Court Opinion

ID: 9792215
Source: CourtListenerOpinion
Date Created: 2023-08-31 02:25:15.642149+00
Date Added: 2024-06-11T07:37:41.198818
License: Public Domain

SCHAUER, J., Dissenting.
I do not agree that (p. 561 supra, italics added) “it is the right and the duty of a judge to conduct a trial” in the manner stated in the opinion or otherwise. People v. Martinez (1952), 38 Cal.2d 556, 564 [241 P.2d 224], quoting People v. Mendez (1924), 193 Cal. 39, 46 [223 P. 65], cited in the opinion, is not authority for the above quoted statement. The right or duty the Martinez ease speaks of is “to so supervise and regulate the course of a trial that the truth shall be revealed in so far as it may be, within the established rules of evidence.” (Italics added.) To “supervise and regulate the course of a trial” is quite a different thing from assuming to himself “conduct a trial.” The latter practice should be disapproved and discouraged rather than approved and encouraged.

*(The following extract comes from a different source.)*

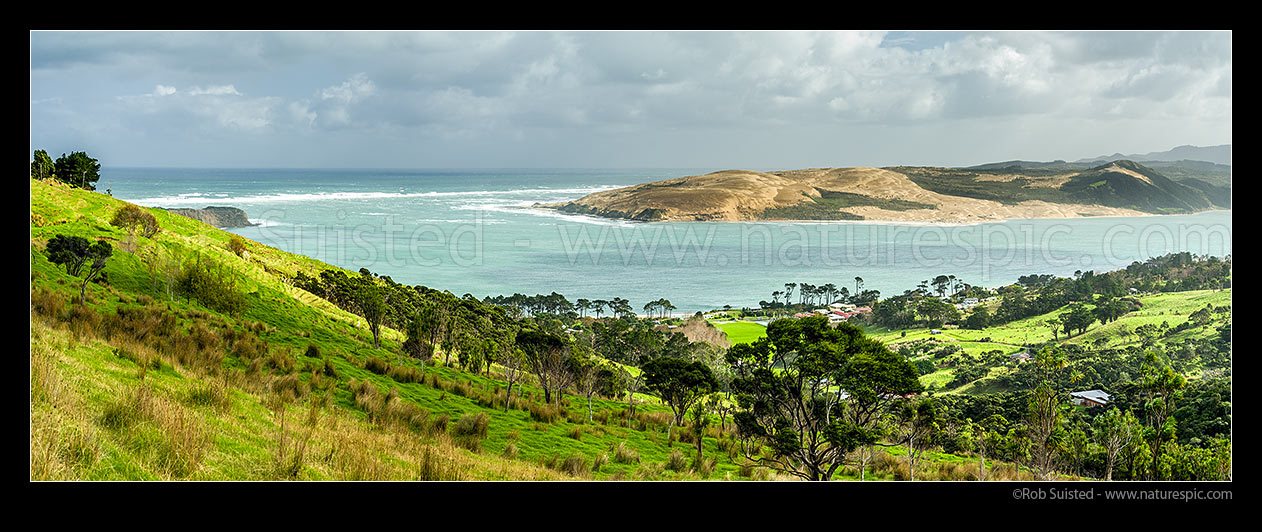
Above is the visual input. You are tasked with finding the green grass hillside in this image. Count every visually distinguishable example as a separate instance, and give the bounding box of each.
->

A vice of the practice depicted by the record is that, however proper may have been the motive of the trial judge, *561the effect of his intervention must almost certainly have tended to deprive the defendant of a fair trial. It tended to deprive the defendant of a fair trial not merely because of the content and improper implications of some of the judge’s questions and statements but because it must have appeared to the jury that the judge was throwing the prestige of his position to the support of the prosecution. Trial by jury means that issues of fact shall be resolved by the jury on the evidence under the law. On the record here, the influence of the judicial mien can well have been the deciding factor; such influence is not lawful evidence.
For the reasons indicated above, .and on the grounds more completely related in the opinion of Mr. Justice Peek, dissenting in the District Court of Appeal (reported in (Cal.App.) 302 P.2d 371, 385), I would reverse the judgment.